School buses generally sit unused for 80% of the day. During this time they could be charging their batteries and storing the electricity. This would be done during off-peak hours which would give the schools the ability to sell the excess energy back to the power company during times of high demand, thus producing a profit. The 100-125 kWh batteries have the capacity to make an 80-mile round trip for picking up and dropping off its small passengers, leaving a high potential for excess electricity to sell.

In times of crisis the buses could also be available as generators for hospitals and other emergency responders such as police and fire departments.

The updated buses are also healthier for their passengers. Studies have shown that the fumes from diesel engines can cause or trigger asthma and bronchitis in children and the American Cancer Society has recommended that children should not be exposed to these fumes any more than absolutely necessary. This hazard is eliminated by disposing of the diesel engines.

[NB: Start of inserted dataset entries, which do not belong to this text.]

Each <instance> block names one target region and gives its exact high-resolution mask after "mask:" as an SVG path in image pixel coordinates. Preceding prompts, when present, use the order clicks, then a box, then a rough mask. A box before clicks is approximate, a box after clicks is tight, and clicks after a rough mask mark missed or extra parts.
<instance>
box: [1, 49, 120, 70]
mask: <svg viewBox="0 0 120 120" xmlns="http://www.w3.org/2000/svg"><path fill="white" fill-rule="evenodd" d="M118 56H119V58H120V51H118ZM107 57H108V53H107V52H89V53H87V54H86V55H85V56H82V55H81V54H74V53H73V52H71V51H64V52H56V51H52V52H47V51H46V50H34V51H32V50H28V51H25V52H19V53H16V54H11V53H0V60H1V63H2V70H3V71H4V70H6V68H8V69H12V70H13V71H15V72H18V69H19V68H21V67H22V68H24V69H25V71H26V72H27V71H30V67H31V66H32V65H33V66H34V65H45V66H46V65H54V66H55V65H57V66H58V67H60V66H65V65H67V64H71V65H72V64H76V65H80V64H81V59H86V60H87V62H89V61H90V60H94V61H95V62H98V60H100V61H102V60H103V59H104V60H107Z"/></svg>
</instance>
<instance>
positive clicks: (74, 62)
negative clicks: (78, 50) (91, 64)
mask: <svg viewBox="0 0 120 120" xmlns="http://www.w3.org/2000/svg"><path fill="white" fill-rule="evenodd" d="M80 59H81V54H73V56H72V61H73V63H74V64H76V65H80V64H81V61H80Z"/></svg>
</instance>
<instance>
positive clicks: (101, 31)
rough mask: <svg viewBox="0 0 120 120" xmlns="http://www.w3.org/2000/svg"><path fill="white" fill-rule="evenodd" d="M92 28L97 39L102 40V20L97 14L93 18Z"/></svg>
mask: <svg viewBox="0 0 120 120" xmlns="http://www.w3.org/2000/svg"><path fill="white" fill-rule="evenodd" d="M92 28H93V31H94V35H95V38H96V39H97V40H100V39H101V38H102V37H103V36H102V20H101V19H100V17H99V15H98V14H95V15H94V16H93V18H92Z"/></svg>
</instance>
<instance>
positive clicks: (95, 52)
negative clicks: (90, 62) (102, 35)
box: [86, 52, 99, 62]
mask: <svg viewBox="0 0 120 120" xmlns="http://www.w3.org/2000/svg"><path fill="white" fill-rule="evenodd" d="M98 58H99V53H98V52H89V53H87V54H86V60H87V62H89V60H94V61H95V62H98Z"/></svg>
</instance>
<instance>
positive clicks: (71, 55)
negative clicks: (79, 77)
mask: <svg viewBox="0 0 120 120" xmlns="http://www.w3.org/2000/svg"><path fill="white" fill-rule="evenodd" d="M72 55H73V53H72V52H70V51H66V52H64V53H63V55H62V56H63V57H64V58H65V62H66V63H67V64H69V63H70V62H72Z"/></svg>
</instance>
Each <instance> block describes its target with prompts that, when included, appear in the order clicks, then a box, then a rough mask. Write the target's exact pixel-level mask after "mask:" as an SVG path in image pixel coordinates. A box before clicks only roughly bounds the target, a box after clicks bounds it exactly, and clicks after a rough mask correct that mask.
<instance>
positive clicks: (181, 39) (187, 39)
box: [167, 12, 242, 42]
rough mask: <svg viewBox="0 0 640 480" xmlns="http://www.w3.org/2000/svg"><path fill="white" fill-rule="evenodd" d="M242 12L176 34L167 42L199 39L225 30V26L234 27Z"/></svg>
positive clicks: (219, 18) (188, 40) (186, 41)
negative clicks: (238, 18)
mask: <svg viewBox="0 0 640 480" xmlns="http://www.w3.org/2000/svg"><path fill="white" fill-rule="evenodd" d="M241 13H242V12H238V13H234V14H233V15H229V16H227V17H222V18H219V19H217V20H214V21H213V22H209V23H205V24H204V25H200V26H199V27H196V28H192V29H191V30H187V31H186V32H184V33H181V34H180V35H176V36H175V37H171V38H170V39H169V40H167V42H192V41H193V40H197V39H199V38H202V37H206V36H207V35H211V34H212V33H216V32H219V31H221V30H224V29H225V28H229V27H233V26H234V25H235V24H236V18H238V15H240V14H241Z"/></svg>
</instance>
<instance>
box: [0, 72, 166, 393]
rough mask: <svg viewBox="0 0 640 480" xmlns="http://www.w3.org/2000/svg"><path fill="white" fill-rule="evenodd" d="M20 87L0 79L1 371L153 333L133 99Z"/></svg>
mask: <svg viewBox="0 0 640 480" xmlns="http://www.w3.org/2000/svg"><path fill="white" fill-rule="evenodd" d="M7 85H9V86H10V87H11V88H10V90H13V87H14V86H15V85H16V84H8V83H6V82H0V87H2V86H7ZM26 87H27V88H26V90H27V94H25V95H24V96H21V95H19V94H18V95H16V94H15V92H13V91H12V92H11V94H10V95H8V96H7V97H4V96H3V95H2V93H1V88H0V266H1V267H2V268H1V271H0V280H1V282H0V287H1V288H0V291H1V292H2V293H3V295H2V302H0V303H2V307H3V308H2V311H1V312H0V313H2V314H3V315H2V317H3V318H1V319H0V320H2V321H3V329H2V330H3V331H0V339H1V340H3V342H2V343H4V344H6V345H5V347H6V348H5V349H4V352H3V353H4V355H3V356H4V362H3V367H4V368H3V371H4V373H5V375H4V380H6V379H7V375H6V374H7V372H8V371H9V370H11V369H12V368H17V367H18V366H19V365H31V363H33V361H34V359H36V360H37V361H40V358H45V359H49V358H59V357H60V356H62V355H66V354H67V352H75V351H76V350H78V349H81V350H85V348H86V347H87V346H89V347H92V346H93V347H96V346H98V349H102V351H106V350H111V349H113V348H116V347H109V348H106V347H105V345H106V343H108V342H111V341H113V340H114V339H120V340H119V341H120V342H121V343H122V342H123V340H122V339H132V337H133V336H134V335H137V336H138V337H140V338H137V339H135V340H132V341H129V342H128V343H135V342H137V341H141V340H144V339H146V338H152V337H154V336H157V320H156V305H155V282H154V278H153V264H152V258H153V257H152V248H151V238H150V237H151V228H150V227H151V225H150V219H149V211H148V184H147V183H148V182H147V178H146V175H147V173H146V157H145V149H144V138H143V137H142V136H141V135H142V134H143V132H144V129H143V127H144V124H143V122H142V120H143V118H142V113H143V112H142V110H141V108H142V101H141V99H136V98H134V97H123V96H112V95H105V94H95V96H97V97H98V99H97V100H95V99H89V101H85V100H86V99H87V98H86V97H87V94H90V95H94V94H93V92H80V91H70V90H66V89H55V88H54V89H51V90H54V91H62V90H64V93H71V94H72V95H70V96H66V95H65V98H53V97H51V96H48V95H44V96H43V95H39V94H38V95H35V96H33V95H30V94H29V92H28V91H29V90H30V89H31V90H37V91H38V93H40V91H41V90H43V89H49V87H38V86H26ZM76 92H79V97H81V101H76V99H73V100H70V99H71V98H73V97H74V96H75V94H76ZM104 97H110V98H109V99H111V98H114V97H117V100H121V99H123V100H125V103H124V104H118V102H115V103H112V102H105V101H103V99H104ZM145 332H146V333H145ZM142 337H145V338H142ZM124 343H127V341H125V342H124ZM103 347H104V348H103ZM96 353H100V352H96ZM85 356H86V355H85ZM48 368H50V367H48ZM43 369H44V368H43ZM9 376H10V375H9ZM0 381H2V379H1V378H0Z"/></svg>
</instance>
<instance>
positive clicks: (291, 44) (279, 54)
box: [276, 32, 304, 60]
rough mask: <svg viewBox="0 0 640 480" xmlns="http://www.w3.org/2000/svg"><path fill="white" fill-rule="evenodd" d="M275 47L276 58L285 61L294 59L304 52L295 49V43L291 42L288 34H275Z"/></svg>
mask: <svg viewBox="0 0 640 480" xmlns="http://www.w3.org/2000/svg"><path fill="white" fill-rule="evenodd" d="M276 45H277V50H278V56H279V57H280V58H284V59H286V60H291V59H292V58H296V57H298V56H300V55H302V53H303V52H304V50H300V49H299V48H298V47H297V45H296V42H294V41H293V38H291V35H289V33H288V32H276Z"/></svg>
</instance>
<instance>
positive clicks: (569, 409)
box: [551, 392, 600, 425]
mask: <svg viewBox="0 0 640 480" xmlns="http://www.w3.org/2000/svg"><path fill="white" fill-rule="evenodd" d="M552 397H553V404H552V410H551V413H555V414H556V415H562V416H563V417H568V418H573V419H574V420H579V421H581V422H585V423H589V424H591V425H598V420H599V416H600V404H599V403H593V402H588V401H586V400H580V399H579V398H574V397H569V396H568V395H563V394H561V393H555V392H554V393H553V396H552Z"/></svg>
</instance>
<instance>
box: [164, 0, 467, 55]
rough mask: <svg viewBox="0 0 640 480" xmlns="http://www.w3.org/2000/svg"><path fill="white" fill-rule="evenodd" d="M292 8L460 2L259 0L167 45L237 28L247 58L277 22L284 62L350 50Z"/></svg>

The cost to retrofit, operate, maintain, and monitor the buses is estimated at between $5 and $7 million dollars each, but the designers believe that this will be more than compensated for in the long run. Several factors go into this estimation. The electricity required to transport the bus the equivalent of a gallon of diesel fuel is around $1.10; the average cost of diesel is currently around $3.50 per gallon. Maintenance fees are lower with no oil changes and less wear and tear on the brakes and engine. Combining the savings with the profits from selling the excess electricity back to the power companies, the group predicts a gain of $5,000 to upwards of $20,000 per vehicle.

Add some shatter-proof glass and a way to secure the doors and this could be the perfect vehicle in which to ride out the Zombie Apocalypse!